Earlier yesterday I read this fragment of Schopenhauer via Zadie Smith: semen is “a clear manifestation of the will, seeking only its own replication and continuance.” I said in the margins, “I bet.” (Bent this week, I am, by a refreshed crash course in heterosexuality; the interchangeability of women it encourages, meaning the time of ours it wastes; the double standards for consistent pleasures and personal integrity it leaves unconfronted). Smith doesn’t appear to hold the philosopher with the disparagement I do, a function either of having sat with him more thoroughly or being more mature, or both, or neither. Perhaps she’s simply skilled at severing the idea from the guy who keeps talking it at you without even the decency to hitch on his own hypocrisies.
Then I went to the campus encampment and turned around the word “disclose” in my mind, absent, saying things I believe but hearing my voice beneath my mask like it issued out of a radio elsewhere. Dis-close: end the ending-of, wrench a hardcover back open, something evocative of burgundy red leather and high-ceilinged rooms.
The gaggle seemed today particularly teenage, not literally but in its protestations. It’s true in two contexts, at least, that to witness punishment inspires a certain allure. To see suspensions effected over First Amendment rights—this justly becomes gasoline hooping rings of fire called solidarity. To covet something you know will get the book thrown at you: well, now the thing is not the thing itself but the myth.
(Don’t listen to me; I never learned how to sneak out).
We enumerate and re-enumerate and applaud, chant “Ga-za” with that quickening push of breath, we pass hours in some sort of sedative repetition. Not that I’ve got a better idea. Beyond something impractical and ultimately purposeless—something like renouncing our degrees en masse, which only makes us unemployable and thus invisible. And doesn’t anyways erase the years of education, which is to say self-alteration, they attest to, nor the payments funneled for it from one source or another. It’s mostly an offshoot of an idea I toy around with sometimes, that a well-orchestrated boycott of streaming could really put a dent in things, which can seem equally oblong and deserting after not too much time. Do Americans—because this is, largely, an American money problem—need two weeks of boredom to speak up about something? Are not children lorded over in this way? By any means necessary, yes; it’s just sad to think about what turns tides. An eternal pride month: a company could platform mass killers one day and, hypothetically, in some elsewhere universe, claim the next an abstemious disregard for the same.

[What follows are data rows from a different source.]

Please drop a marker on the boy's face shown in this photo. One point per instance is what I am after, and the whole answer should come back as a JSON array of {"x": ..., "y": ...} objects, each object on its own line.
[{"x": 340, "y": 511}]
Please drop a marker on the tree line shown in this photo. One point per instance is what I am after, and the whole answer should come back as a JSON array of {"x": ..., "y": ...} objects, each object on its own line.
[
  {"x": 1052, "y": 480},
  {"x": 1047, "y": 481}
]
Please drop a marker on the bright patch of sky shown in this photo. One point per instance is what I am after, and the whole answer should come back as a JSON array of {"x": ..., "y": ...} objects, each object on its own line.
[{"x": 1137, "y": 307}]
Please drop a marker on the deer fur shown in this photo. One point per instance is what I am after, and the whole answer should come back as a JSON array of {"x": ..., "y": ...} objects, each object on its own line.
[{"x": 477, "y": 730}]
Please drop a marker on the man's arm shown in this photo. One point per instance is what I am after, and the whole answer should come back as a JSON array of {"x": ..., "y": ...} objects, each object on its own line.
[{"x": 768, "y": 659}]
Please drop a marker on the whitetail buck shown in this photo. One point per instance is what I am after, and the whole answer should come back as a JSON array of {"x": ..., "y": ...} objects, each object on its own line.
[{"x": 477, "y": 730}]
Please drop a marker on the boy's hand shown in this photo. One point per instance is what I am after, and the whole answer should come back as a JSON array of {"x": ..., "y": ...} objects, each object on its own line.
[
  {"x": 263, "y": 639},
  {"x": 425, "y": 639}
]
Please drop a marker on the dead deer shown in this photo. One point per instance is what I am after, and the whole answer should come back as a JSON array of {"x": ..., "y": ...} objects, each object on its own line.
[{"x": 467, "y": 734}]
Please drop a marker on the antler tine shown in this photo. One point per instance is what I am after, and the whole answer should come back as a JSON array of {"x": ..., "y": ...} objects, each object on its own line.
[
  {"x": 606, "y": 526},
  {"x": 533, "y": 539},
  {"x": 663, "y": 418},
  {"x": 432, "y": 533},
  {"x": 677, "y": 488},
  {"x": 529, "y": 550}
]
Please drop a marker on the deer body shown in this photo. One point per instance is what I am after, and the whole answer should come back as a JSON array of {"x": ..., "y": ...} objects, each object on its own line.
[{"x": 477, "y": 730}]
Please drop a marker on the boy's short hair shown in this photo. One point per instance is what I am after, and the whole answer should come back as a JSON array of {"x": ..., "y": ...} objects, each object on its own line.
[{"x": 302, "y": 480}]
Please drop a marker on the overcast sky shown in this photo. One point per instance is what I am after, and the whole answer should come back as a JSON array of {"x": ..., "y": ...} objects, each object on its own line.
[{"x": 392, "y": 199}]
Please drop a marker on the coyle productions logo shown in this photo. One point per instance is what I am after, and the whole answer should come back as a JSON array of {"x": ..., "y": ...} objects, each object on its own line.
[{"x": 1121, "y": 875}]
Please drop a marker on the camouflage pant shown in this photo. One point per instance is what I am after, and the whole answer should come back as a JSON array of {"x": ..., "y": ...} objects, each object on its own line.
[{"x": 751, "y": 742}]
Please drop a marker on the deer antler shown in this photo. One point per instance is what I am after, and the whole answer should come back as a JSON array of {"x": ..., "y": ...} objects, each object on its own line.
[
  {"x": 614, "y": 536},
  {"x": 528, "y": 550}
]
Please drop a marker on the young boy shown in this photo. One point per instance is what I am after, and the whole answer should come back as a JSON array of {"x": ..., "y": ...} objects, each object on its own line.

Not that I dismiss the value of this moment in the slightest—canary in the coal mine of fascist surveillance and money and power; articulation of alternatives and priorities; widening consciousness of mass oppression; opportunity to intersect personal with political lives—talk to your crush at the rally—that it offers. But can’t a lady question why, after the first night, she slips off her sneakers and sits down next to them in the ugliest light her apartment can offer? Knee to chin, letting the face fall, putting the hot water off another forty minutes? Emptied of any sense that things will work out. Self-centered enough to extrapolate this into the web of the globe—hear it in the speeches thrice repeated—only as main limbs of her life shake no leaves, a residual dusk emptiness.
Schopenhauer, as I understand it, would say something in return not devoid of glazings putridly anti-feminine. Which is to say I’d not get a clear answer out of him, which is perhaps in turn the clearest answer imaginable. (And so the students follow the money, their keen nose for its papery green odor of hands, well-trained and intrepid into backrooms, they know it is not enough to rescind, some grander foul tea party needing declassifying). But anyway, he’d say something that would make me think about gluttonous policing, about a conspiracy of X-Files nature, that it could be the state salivates at this kind of rebellion: it gives people the illusion that they’ve got anything like determining say. The force is not just for show, but the many idling squad cars in a dying climate are. “For the world is Hell, and men are on the one hand the tormented souls and on the other the devils in it.”